The best landscaping plan takes size into consideration when choosing the right tree.
– Short and wide trees grow up to 25 feet tall and 40 feet wide. They can grow taller than the roof of a single-story house. They can be planted where they won’t interfere with overhead utility lines or traffic. They need lots of room.
– Short and skinny trees grow up to 25 feet tall and only about 20 feet wide. They are great for small areas or under overhead utility wires.
– Medium and wide trees grow up to 45 feet tall and 40 feet wide. They provide shade for the entire roof area of a single-story house and the walls and windows of a two-story home. They need lots of room.
– Medium and skinny trees grow up to 45 feet tall and about 20 feet wide. They are great for areas near fences and smaller places.
– Tall and wide trees grow higher than 45 feet tall and 40 feet wide. They provide the most shade for homes, driveways and other large, hot areas.
– Tall and skinny trees grow higher than 45 feet tall and about 20 feet wide. They provide shade in areas that do not have a lot of room.
If water is not draining well on your planting site, choosing the right tree won’t make any difference. Be careful to recognize and correct the soil conditions for growing a healthy tree. In conditions that are too moist, trees might not simply die, they might instead show chronic symptoms associated with root loss. These include yellowing of leaves, dropping leaves, marginal scorching and other symptoms. When trees and shrubs suffer from excess water they become susceptible to other issues such as diseases and insects.
Drought stress occurs when plant roots are not absorbing enough water for their needs. When choosing the right tree, make sure you understand signs that it may not be getting enough water. In some cases, plants that are over-watered actually suffer the same symptoms as drought stress because over-watering drives out oxygen that roots need for proper functioning. Roots don’t distinguish between insufficient oxygen and insufficient water.
Trees for creating shade
When it comes to creating shade in your yard, choosing the right tree for your specific needs means knowing whether you are looking for an evergreen or deciduous.

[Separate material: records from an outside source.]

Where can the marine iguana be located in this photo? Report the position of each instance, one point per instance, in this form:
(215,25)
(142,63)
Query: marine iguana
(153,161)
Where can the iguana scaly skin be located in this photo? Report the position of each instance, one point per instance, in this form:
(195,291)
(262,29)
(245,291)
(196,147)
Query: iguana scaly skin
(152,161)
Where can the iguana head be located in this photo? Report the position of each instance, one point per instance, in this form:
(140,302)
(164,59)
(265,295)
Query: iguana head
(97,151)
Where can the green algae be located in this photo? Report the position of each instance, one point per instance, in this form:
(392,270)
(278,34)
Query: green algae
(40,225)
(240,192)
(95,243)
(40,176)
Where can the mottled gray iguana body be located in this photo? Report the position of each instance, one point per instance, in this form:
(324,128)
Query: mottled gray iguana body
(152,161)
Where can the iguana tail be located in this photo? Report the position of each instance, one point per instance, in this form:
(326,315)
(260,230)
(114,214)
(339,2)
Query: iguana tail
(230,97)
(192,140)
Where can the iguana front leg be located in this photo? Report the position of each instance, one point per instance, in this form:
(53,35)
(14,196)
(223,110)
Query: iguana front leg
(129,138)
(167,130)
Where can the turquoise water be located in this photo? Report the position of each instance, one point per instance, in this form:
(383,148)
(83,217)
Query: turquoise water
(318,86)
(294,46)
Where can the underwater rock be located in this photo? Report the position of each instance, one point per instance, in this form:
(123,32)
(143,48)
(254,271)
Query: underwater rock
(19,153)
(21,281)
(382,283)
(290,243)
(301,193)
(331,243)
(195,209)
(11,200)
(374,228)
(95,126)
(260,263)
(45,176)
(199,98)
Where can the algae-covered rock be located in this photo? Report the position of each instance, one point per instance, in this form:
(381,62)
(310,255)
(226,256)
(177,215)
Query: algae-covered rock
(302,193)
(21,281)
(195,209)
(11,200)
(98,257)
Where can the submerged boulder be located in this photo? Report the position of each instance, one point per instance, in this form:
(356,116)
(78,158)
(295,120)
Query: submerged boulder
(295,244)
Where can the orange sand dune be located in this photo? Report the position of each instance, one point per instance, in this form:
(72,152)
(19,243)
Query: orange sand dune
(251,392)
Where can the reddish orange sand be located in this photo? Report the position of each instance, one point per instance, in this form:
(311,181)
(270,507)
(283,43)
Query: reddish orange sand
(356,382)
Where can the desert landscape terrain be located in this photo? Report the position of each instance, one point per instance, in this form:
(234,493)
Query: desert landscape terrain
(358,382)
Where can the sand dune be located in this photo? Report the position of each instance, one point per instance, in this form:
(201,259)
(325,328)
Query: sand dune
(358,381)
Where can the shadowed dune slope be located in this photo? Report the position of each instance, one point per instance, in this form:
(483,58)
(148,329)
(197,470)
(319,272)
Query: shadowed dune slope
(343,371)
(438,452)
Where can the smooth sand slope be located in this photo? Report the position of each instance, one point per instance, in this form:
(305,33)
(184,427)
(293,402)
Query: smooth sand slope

Evergreen trees keep their leaves and can provide shade year round. Of course the shade is limited but as a bonus they care also good trees for privacy, wind breaks and shading hot areas from too much sun.
Deciduous trees lose their leaves in the fall or winter so they are great trees to plant on the south, east and west sides of your home to provide shade from the hot summer sun. They will appreciate being planted in this warmer side of the yard during the winter when the sun can shine on them.
Trees that are naturally narrow, usually with a single trunk, and a short, uniform branch spread are referred to as columnar trees. Because columnar trees only need five or six feet in diameter, a row of these trees are the perfect choice for creating shade from the sun coming across a south facing yard. They also fit perfectly into a corner to provide shade to a quite seating area.